= Petro-masculinity =

Variety of masculinity related to fossil fuels

Petro-masculinity is an analytical label to describe a variety of masculinity associated with the petroculture and fossil fuel industry, including both the workers in the industry and promoters of the industry in the large social and civic space. Though petro-masculinities have existed as part of different fossil fuel industries, the analysis of them became important in the late 2010s as the connection of masculinity cultures with climate denial.

The widespread use of the term in scholarship and public discourse started with Cara Daggett's in her 2018 paper "Petro-masculinity: Fossil Fuels and Authoritarian Desire" argues that petromasculinity connects male identity with various issues of power such as colonialism and extractivism.

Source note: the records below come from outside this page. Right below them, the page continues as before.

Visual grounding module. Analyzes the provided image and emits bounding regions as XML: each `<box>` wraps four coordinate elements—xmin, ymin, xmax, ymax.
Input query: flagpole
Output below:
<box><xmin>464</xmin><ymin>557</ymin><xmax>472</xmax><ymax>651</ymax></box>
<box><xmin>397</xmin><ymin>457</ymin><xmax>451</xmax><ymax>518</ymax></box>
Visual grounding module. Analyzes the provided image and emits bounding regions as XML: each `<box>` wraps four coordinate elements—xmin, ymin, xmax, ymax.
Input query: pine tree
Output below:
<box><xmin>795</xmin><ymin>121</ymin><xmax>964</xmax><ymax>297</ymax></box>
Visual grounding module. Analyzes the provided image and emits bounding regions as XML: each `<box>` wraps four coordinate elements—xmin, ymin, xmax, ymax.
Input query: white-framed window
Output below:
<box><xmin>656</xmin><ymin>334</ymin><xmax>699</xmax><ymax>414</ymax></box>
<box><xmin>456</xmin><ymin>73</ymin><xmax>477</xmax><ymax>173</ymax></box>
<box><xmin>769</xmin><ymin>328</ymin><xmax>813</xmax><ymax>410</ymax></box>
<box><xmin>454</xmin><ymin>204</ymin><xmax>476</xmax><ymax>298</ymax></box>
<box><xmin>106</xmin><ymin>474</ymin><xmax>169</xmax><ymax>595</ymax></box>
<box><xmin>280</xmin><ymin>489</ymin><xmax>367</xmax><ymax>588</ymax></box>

Petromasculinity tends to emphasize several different types of cultural performances of masculinity, including:

- The importance of the "bread winner" role of men in families
- Images of muscular male bodies.
- Symbols of economic power of men and nostalgia for fossil fuel technologies, such as cars that consume lots of fossil fuels as opposed to greener alternatives. Often these fossil fuel vehicles are depicted as loud and belching large amounts of black smoke.
- War, military action and other violence
- Environmental protection as being "feminine" behaviors
- Denial of the severity of climate change. or other kinds of environmental destruction.

Together, these narratives have become aligned with far-right and authoritarian politics in much of Europe and North America, and is advanced by influencers in masculinity culture, such as Manosphere influencers Andrew Tate, Joe Rogan and Jordan Peterson. Legal researcher, Monica Iyer argued that the use of these kinds of narratives in public discourse has changed the legal possibility space around climate action.

Some scholars have begun evaluating how femininity has been used for similar rhetorical effect in the communications of the fossil fuel industry.